En effet, nous pensons et allons démontrer dans cet article en deux parties qu’une analyse financière correctement menée démontrait immanquablement qu’Orpea allait de plus en plus vite droit dans un mur qui se rapprochait tout aussi vite. Même sans la publication le 26 janvier 2022 de l’ouvrage Les fossoyeurs du journaliste d’investigation Victor Castanet, qui allait mettre à jour des maltraitances, des détournements de fonds et des modes de gestion choquants, Orpea était confronté à une rentabilité bien trop faible pour faire face au poids de sa dette et à un cours de Bourse très surévalué. Tôt ou tard, cette situation aurait entraîné une crise financière majeure chez Orpea.

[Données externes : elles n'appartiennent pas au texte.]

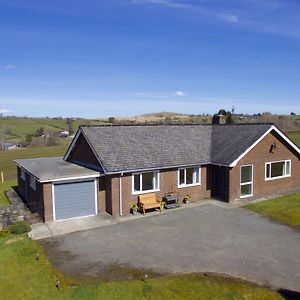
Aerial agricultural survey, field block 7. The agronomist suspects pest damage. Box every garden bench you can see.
[138,193,162,215]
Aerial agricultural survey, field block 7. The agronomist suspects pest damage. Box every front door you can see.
[212,166,228,201]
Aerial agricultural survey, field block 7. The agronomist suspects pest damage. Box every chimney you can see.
[215,114,226,124]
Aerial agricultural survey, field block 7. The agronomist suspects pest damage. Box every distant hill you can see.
[0,112,300,143]
[0,117,106,143]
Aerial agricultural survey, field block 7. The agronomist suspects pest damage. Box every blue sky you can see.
[0,0,300,117]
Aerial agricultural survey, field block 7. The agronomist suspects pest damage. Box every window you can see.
[240,165,253,198]
[265,160,292,180]
[132,171,159,194]
[30,175,36,190]
[178,167,200,187]
[21,169,25,180]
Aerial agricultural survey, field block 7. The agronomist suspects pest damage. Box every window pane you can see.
[179,170,185,185]
[153,172,158,190]
[134,175,141,192]
[271,161,285,177]
[266,164,271,178]
[241,166,252,183]
[186,168,194,184]
[194,168,200,183]
[285,160,291,175]
[142,172,154,191]
[241,183,252,196]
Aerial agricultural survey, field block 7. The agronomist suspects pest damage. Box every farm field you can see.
[0,235,284,300]
[0,117,107,143]
[244,193,300,229]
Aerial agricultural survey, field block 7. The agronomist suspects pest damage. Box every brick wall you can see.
[42,183,53,222]
[119,166,211,215]
[229,132,300,202]
[17,167,44,217]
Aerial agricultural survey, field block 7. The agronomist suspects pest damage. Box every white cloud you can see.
[220,15,240,23]
[0,108,12,114]
[131,0,191,8]
[4,64,17,70]
[174,91,186,97]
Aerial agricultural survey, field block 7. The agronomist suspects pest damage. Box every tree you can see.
[34,127,44,136]
[108,117,116,124]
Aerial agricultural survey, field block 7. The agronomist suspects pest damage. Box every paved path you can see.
[42,205,300,291]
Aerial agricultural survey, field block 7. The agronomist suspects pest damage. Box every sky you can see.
[0,0,300,118]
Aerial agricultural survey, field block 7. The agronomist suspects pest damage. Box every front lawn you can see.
[0,180,17,207]
[244,193,300,229]
[0,235,283,300]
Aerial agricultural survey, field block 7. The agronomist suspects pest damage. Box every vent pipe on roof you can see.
[119,173,123,217]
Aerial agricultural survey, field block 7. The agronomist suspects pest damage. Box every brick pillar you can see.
[42,183,53,222]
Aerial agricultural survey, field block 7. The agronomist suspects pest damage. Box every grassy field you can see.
[244,193,300,229]
[0,235,283,300]
[0,145,67,180]
[0,179,17,207]
[0,117,107,143]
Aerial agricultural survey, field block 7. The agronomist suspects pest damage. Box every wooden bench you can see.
[138,193,162,215]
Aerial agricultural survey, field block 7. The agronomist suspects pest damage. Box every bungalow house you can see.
[0,142,21,150]
[15,124,300,222]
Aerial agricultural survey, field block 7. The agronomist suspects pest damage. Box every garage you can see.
[53,180,97,220]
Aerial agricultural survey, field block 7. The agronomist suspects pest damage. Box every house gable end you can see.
[230,125,300,167]
[64,129,103,171]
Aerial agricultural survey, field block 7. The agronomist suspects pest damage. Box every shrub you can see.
[9,221,31,234]
[0,229,10,238]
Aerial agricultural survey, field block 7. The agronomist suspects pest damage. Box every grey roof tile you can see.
[15,157,99,181]
[81,124,272,173]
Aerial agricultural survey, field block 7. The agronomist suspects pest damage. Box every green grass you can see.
[288,132,300,147]
[0,235,283,300]
[244,193,300,229]
[0,145,67,180]
[0,180,17,207]
[0,117,107,143]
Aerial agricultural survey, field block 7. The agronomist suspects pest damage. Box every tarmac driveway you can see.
[41,205,300,291]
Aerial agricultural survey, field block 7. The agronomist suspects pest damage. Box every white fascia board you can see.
[229,125,300,167]
[40,174,100,183]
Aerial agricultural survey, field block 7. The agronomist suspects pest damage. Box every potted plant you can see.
[183,195,191,204]
[131,203,139,215]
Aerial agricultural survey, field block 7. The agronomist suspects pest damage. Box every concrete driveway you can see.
[40,205,300,291]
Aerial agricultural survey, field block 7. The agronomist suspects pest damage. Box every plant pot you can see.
[132,208,138,216]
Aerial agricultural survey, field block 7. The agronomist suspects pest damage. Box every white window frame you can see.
[20,169,26,180]
[265,159,292,181]
[131,170,160,195]
[177,167,201,189]
[240,164,254,198]
[30,175,36,191]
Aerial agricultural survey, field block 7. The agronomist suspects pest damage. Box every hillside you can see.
[0,117,106,143]
[0,112,300,145]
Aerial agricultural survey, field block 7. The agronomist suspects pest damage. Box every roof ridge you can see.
[79,122,274,128]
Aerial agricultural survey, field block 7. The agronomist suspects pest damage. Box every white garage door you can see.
[54,180,96,220]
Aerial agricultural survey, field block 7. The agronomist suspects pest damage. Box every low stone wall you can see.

Du côté des capitaux propres

Regardons d’abord du côté des analystes financiers se penchant sur la valeur des capitaux propres.

 

Comme l’illustre le graphique suivant, sur les 13 analystes[1] suivant Orpea fin 2021, deux seulement n’étaient pas à l’achat (Exane BNP Paribas et Oddo BHF). Ils étaient simplement à conserver. Tous les autres sont à l’achat, certains avec des recommandations pressantes : « A rare entry point » pour Berenberg avec un objectif de cours le 13 décembre 2021 à 110 € (cours de 83 €). Kepler vise le 7 janvier 2022 155 € alors que l’action cote 86 € et titre sa note : « A wake up call », et pas dans le sens où on l’entendrait aujourd’hui alors que l’action cote 2,5 €, ce qui nous paraît d’ailleurs encore largement surévalué.

 

Comment expliquer un tel enthousiasme ? Il y a bien sûr un effet grégaire qui rend très coûteux pour un analyste d’être à contre-courant net du consensus de place, surtout s’il se trompe. On s’en rappellera des années, alors que s’il a raison contre le consensus, on ne s’en rappellera pas au-delà de 3 jours. Par ailleurs, afficher une recommandation « Vendre » est pour un analyste la garantie de se couper d’une proximité avec les dirigeants d’Orpea pourtant bien utile pour produire des notes d’analyse et rassurer les investisseurs quant à la pertinence de ses travaux.

 

À une époque où les principaux investisseurs et gérants d’actifs se sont dotés de leurs propres capacités d’analyse financière (le buy-side), où la recherche est essentiellement destinée à des hedge funds qui, la plupart, ne trouvent de valeur dans les notes des analystes financiers que pour autant qu’elles leur permettent de se positionner juste avant la publication d’un résultat, on aurait pu penser que les notes d’analyse sur Orpea seraient assez creuses et orientées sur le très court terme. Eh bien, non. Certaines des notes que nous avons passées en revue témoignaient d’un vrai travail d’analyse, bien loin de la superficialité de savoir si l’entreprise allait battre ou pas le consensus de BPA ou d’EBE lors de la publication de ses résultats 2 jours après.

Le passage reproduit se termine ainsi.